The Hellfire Club(20)



“It threw off the whole rotation,” Margaret said. “When he returned to the mound against the Sox, he was shaky.”

“Great season, though,” Charlie said.

“Can’t argue with the World Series.”

“Anyway, he asked me to look into the history of public sentiment and vaccinations,” Charlie said. “I took a couple detours down some rabbit holes, and one of them was Cotton Mather.”

“But what does that have to do with my ponies?” she finally asked.

Charlie beamed with the satisfaction of someone about to deliver good news and raised a gloved finger. “I’ll show you.” Using tweezers, he carefully opened McClintock’s journal. He turned to Margaret. “When were the ponies first mentioned?”

“The first reference to them anyone has been able to find was in 1752,” she recalled. “On Susquehannock Island, which is closest to the mainland.”

Charlie nodded thoughtfully. “I have a vague memory of McClintock mentioning an island.”

He turned the fragile journal pages. The doctor’s messy script and the eighteenth-century language made for slow going.

“Here it is,” he finally said.

“May I look?” Margaret asked. He glanced up and she smiled.

“Sure, of course.” He stood, removed the white gloves, and handed them to her. She took his seat, put them on, and began delicately perusing the diary. Charlie lingered for a few seconds before he decided to resume his work at the next desk.

The library was dead silent for several minutes until Margaret gasped. “I can’t believe this,” she said.

“What?” said Charlie, rising and walking over to her. “What?”

“So almost as an afterthought, the doctor writes of all these events that took place in the area before he arrived. One of them is a Spanish galleon that wrecked off the coast of Maryland earlier that year. After a hurricane. The wreck of La Galga.”

“‘The Greyhound.’”

“Indeed. And look right here,” she said, pointing at one passage. “The doctor notes that La Galga was believed to have been carrying ponies, because after the storm, a number of them were seen on both the mainland and Susquehannock.”

“Let me see that.” He leaned in. “Incredible!”

“This is going to be huge news among the, oh, at least ten people who care,” she said, but the excitement on her face was genuine.

“By the way, a ship from that same fleet inspired Stevenson to write Treasure Island,” Charlie added. “Everything is connected.”

Margaret looked at him and grinned.

The wind outside the library whistled, and the radiator clanked, and that was that.





Chapter Seven





Wednesday, January 20, 1954


Nanticoke Island, Maryland



Margaret huddled in her coat as she lay on the damp grass, silently watching a string of five ponies wading into a marsh. The beasts bent their necks toward the saltwater cordgrass that grew thick on the west side of Nanticoke Island. The sun rising behind them began to brighten the silhouetted scene, the beach and water emerging like a pale blue and gray canvas behind the dark outlines of the animals. A ray of light landed on the forehead of one of the larger ponies, revealing a white teardrop-shaped spot. He repeatedly snorted and bared his teeth.

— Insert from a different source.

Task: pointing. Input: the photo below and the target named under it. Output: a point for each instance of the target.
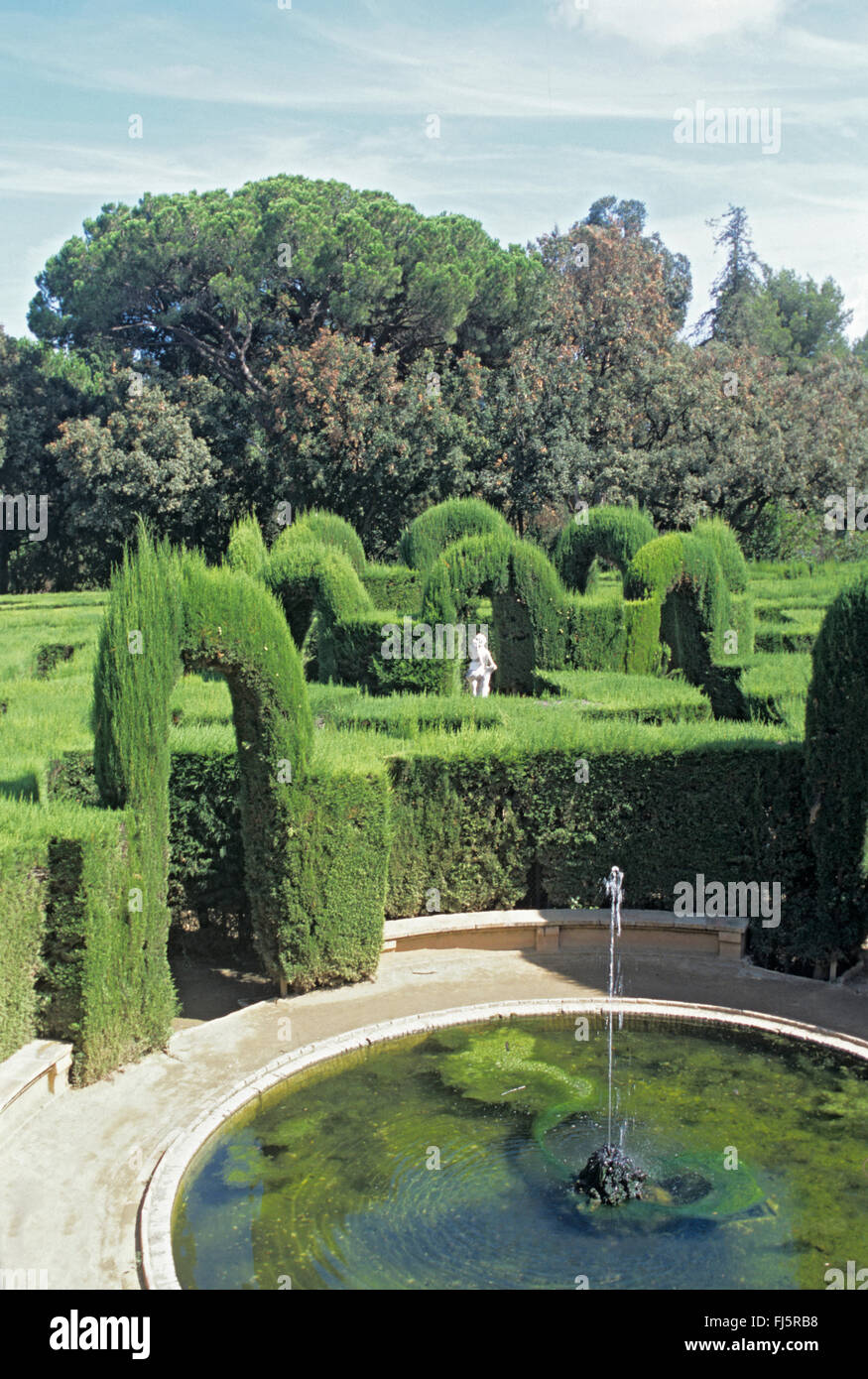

“What’s he doing?” Margaret whispered to Dr. Louis Gwinnett, the head of the research team, who lay on his stomach next to her, binoculars in hand and a notepad by his side.

He leaned in closer and put his mouth next to her ear: “Don’t know,” he whispered. She raised an eyebrow at him and he smiled. The grazing ponies remained oblivious to their presence.

“Notice how distended their stomachs are,” Gwinnett whispered. “They all look pregnant, even the two males.”

Margaret blanched at his mention of pregnancy. She knew she didn’t show yet, but she was concerned that news of her condition would prompt some paternalistic impulse on Gwinnett’s part. Men seemed to treat pregnant women like invalids, she’d observed, and she had seven and a half months to go and a lot of work to do before this baby arrived; she was determined to make the most of her time while it was still her own.

“Do you think that’s because of all the cordgrass they eat?” Margaret asked, focusing on the matter at hand. “Its salt content is quite high. So they would have to drink more.”

“That’s likely it,” Gwinnett agreed. Margaret stole a look at him. With his shock of thick, prematurely white hair, deep-set, sky-blue eyes, and a jawline so sharp it could cut wood, he looked more an international captain of industry or a New England governor than a zoologist.

Teardrop, as they’d decided to call him, casually sidled up to one of the mares and began sniffing her front legs, then proceeded down to her ribs, her rear legs, and her tail. The mare looked unbothered by this attention, until, without warning, Teardrop pushed his head forward and bit the mare’s rear end, prompting her to emit a guttural shriek. She backed quickly away and took refuge between the other two mares.

The other stallion in the string, pitch-black and slightly larger than Teardrop, snorted, whinnied, then reared onto his hind legs, briefly almost standing. Roaring, he landed angrily, stomping onto the sand a hair’s distance from Teardrop, who backed up a few steps. The two stallions locked eyes. Teardrop had a decision to make.